Si vous venez à Taizé, garez-vous sur le parking au milieu des minibus. Faites vous discret et tout se passera bien. Personne ne vous remarquera. Surtout en été, il y a vraiment beaucoup de monde. Les activités sont réservées aux jeunes. Il faut bien les occuper. Ce sont des jeunes comme tous les autres, pas spécialement portés sur la méditation et le recueillement. La journée est rythmée par les offices. Les horaires sont relativement “cools”. Lorsque l’office du matin débutait, cela faisait de longues heures que j’avais effectué la prière de l’aube. Je ne suis pas spécialiste du christianisme et de ses subdivisions, mais il m’a semblé que la cérémonie était plus proche dans l’esprit de ce qui se passe dans les temples réformés. Pendant un long moment, les chants de Psaumes se succèdent. Un très long moment. C’est d’ailleurs ainsi qu’elle s’achève, la salle se vidant petit à petit. Les textes sont choisis de manière à ne pas heurter les sensibilités religieuses des uns et des autres. Au moment de l’eucharistie, plusieurs files se forment. Tous ne procèdent pas de la même manière et n’y placent pas la même symbolique. Tandis que certains, dont moi, ne se lèvent pas à ce moment là. Et personne ne juge l’autre sur ses convictions. Bien au contraire, il règne un certain respect. Chose d’autant plus étonnante quand on connait la moyenne d’age des participants et leur diversité d’investissement religieux. A observer, j’en venais à rêver de la même scène mêlant des musulmans.

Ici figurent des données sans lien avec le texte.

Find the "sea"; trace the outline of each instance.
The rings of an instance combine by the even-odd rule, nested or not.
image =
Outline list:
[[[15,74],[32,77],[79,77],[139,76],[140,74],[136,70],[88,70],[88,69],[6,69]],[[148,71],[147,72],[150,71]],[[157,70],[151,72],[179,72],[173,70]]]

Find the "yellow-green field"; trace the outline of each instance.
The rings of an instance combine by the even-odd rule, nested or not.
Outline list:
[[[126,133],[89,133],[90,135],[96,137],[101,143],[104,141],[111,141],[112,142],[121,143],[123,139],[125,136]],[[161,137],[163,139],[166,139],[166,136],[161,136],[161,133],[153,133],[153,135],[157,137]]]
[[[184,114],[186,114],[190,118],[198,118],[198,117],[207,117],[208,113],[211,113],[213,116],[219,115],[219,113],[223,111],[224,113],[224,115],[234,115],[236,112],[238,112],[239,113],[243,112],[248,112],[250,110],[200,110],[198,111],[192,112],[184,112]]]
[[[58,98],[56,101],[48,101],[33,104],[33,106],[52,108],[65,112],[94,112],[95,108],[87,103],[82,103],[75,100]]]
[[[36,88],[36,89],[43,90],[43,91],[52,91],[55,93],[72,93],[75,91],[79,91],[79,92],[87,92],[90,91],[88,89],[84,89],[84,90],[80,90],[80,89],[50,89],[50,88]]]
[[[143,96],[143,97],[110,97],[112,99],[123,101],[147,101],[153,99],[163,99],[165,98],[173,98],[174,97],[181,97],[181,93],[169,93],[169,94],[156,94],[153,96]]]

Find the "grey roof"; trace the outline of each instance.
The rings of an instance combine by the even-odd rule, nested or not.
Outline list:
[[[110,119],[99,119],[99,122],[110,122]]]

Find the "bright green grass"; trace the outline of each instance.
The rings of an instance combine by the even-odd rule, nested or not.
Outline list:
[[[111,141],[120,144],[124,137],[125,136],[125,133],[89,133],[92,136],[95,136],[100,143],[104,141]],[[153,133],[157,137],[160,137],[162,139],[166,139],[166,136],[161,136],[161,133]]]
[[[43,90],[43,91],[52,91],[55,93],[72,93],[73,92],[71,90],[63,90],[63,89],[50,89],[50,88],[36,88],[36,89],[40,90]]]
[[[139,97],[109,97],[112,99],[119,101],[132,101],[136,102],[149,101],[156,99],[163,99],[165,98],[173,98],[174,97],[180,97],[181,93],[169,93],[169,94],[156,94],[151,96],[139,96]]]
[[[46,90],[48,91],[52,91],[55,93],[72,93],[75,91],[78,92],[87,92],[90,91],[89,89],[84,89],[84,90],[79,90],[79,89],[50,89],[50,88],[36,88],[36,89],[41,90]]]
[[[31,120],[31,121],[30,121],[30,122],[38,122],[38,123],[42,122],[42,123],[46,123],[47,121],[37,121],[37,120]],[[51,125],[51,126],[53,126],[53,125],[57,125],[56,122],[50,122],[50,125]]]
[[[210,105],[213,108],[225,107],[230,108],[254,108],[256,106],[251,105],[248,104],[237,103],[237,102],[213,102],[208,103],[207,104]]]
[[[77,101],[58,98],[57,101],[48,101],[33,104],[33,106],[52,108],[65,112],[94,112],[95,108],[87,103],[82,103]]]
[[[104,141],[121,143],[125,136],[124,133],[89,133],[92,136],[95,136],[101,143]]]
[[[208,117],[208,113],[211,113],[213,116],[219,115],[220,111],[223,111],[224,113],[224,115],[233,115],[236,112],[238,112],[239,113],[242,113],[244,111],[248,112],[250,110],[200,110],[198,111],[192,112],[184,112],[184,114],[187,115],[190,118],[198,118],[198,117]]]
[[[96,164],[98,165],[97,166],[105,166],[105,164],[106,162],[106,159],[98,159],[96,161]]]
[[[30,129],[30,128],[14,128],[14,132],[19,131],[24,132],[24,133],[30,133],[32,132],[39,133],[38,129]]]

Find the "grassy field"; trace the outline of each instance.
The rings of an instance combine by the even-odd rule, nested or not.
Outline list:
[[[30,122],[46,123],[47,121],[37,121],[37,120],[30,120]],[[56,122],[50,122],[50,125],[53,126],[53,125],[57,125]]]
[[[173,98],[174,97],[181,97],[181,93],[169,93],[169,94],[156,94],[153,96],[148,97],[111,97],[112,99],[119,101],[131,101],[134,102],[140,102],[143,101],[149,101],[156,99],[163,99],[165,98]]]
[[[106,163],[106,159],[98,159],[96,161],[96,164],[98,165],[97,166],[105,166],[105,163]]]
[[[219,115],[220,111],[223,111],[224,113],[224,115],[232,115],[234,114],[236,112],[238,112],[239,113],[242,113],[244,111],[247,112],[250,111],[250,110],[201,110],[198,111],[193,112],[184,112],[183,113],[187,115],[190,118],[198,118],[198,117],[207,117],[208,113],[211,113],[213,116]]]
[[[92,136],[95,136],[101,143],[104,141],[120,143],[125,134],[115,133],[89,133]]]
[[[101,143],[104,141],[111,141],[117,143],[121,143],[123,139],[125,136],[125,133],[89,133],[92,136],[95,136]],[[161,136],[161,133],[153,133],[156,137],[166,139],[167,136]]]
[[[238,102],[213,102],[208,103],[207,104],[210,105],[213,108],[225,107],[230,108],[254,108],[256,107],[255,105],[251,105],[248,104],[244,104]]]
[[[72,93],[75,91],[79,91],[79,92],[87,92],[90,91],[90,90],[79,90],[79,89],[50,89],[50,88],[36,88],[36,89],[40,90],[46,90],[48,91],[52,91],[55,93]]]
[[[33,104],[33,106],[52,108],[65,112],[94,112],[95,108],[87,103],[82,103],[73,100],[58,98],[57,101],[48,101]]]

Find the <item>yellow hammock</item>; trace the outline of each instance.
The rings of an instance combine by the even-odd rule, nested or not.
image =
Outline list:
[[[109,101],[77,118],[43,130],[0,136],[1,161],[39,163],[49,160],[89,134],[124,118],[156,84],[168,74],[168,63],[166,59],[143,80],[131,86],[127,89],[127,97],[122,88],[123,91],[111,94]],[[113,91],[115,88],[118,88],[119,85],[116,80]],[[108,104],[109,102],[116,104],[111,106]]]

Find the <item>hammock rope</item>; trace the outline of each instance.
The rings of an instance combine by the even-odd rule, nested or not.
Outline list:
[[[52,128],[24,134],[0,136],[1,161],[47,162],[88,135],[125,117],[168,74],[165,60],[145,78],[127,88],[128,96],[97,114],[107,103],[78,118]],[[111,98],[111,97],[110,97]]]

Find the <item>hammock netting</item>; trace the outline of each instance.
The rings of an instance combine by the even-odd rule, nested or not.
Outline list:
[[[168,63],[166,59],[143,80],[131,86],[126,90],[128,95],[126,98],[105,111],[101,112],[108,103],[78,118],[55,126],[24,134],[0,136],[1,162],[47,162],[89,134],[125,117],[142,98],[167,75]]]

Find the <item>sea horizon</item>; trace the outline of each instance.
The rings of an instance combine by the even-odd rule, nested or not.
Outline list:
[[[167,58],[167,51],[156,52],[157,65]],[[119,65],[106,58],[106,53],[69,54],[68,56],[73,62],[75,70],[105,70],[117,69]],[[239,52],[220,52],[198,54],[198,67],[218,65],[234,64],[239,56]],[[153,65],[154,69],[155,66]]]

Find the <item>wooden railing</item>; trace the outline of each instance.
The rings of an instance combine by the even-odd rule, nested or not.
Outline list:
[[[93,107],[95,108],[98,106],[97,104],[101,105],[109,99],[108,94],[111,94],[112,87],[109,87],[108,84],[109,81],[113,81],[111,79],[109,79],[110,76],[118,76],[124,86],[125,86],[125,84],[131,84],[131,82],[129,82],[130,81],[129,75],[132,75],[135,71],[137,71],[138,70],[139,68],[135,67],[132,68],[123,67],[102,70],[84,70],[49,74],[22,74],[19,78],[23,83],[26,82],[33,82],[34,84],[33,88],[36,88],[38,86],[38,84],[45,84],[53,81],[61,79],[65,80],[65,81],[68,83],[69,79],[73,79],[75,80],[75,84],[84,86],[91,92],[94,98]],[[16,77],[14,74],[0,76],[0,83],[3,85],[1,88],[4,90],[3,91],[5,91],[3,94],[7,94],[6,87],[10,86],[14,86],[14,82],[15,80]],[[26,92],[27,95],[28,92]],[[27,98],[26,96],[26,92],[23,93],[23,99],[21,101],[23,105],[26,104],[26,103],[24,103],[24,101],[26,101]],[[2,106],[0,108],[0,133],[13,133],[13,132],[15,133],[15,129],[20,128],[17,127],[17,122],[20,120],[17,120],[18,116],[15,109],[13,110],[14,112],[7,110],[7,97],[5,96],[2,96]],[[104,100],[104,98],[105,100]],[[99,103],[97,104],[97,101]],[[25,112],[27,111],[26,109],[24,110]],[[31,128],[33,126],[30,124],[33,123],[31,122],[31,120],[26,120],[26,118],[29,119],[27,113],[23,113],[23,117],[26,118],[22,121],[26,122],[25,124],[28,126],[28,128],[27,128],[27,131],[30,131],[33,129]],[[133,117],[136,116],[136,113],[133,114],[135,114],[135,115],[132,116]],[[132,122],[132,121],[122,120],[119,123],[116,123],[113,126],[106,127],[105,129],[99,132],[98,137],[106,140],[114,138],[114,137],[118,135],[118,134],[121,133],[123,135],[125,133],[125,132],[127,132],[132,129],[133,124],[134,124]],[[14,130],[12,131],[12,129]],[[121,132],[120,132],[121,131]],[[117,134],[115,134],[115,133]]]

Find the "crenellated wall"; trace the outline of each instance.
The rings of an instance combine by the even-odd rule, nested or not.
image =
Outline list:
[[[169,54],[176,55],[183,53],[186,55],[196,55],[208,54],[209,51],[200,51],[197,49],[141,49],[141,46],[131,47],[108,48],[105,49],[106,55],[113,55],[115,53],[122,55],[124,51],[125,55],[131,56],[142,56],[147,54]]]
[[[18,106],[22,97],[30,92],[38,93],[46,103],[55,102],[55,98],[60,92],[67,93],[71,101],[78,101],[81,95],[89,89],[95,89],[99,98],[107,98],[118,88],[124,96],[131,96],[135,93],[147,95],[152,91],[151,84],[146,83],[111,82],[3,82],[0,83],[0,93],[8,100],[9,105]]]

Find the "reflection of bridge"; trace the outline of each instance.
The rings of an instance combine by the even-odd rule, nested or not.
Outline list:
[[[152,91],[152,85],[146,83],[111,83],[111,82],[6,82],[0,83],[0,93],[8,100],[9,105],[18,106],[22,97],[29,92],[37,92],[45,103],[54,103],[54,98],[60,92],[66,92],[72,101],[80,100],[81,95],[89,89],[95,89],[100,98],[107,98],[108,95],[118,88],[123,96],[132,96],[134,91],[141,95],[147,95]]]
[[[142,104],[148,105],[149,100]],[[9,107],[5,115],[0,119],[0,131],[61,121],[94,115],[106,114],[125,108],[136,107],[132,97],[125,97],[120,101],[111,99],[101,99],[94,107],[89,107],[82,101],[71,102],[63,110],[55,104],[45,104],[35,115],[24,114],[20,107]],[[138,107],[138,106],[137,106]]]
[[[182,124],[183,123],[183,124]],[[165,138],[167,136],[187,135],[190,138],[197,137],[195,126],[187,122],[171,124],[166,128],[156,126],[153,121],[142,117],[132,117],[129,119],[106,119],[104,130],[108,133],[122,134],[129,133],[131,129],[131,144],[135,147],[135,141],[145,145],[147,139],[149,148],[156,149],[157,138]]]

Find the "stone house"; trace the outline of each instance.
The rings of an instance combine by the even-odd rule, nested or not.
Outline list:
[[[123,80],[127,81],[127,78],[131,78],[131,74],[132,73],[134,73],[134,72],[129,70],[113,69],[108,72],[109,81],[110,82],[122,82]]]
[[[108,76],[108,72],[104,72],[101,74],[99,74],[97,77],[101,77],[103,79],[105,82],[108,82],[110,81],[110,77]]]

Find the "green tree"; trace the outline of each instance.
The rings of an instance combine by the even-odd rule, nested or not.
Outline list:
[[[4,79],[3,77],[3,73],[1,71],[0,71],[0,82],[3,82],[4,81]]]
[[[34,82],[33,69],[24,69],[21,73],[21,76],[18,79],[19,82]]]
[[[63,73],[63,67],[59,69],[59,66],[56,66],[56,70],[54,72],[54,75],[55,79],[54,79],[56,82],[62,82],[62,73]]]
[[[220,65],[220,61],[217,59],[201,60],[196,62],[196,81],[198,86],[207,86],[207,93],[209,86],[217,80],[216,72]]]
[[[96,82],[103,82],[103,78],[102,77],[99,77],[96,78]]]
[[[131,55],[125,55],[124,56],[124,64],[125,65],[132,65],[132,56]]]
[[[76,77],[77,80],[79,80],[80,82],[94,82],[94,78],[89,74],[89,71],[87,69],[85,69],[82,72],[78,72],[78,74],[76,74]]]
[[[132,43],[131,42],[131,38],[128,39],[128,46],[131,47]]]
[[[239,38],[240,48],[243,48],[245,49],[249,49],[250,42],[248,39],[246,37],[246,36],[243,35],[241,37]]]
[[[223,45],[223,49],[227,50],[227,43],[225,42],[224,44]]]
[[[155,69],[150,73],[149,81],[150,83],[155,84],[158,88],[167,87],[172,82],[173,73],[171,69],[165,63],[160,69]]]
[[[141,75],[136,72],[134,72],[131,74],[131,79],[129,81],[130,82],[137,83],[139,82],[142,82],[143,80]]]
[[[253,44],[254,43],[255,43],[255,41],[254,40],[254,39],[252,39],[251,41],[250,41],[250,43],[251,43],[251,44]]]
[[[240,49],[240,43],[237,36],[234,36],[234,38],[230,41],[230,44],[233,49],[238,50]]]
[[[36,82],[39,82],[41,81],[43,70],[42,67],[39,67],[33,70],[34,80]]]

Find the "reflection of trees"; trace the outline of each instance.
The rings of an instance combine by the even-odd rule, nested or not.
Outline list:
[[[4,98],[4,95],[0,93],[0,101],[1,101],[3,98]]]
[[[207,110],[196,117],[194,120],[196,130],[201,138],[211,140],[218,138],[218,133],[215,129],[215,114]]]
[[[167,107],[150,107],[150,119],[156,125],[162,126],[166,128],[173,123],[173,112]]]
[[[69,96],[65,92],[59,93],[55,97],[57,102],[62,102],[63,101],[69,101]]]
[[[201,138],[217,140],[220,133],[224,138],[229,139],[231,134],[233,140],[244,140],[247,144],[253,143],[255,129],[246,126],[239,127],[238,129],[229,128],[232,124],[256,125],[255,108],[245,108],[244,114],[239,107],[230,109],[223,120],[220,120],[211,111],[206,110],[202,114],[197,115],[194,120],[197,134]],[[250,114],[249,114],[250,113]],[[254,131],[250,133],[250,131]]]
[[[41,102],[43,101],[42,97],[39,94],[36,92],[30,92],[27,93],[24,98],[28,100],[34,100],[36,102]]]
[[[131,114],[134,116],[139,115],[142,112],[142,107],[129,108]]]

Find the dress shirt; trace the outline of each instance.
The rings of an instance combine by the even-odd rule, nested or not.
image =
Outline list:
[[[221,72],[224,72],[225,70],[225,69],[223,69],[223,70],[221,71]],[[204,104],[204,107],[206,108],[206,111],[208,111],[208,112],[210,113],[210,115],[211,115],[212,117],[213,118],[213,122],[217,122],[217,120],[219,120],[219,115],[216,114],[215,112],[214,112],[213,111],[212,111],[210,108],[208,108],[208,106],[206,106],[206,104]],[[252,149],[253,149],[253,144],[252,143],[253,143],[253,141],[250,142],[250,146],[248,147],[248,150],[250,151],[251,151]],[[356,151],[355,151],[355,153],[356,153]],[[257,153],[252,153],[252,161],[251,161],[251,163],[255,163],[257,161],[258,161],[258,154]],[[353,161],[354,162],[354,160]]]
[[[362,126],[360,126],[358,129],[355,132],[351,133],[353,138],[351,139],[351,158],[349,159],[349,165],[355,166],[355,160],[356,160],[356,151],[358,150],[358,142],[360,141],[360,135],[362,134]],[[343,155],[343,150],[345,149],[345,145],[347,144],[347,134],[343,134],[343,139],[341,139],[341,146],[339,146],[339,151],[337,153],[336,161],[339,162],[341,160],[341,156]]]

Bien sur, cette sérénité est imprimée par les frères. Ils viennent un par un se poser dans l’allée centrale. Ils s’agenouillent en posant leurs fesses sur un petit banc de bois pour soulager leurs chevilles. C’est la première fois que je voyais un tel objet, à la fois simple et évident. Cela m’apparaissait comme ce qui représentait le mieux la communauté. J’ai eu envie d’en acquérir un, mais dans la prière musulmane, il faut relever les talons dans la prosternation: on se retrouve alors avec le banc posé dessus ou bien qui tombe vers l’arrière. Les frères eux, ne changent pas de position de pied lorsqu’ils se prosternent. Cela me paraissait bien plus naturel. C’est ainsi que plus d’un an plus tard, j’adoptais cette posture. Vous comprenez à présent l’origine de cette idée.

Il me semble avoir parlé des choses essentielles. J’en viens maintenant à la réelle raison de l’écriture de cet article et ce qui me semble être le cœur de Taizé. En dehors des textes récités, des chants, des rites œcuméniques, il y a eu un instant où j’ai réellement senti une communion. Un instant où j’ai ressenti la présence de l’Esprit saint sans nul doute. Un instant où les dogmes n’avaient plus aucune importance, où l’interprétation des textes ne pouvait plus cliver, où les rites s’effaçaient. Cet instant hors du temps, c’est celui du silence. Il y avait tant de monde dans cette immense salle, et pourtant je n’avais jamais entendu un tel silence. Chacun est seul face à Dieu. Il n’y a plus les interfaces imposées par les hommes, les mots chargés de tradition, les gestes codifiés jusqu’à l’extrême. Rien que nos pensées dérisoires face au Créateur.

J’ai alors compris ce que voulait dire Taizé.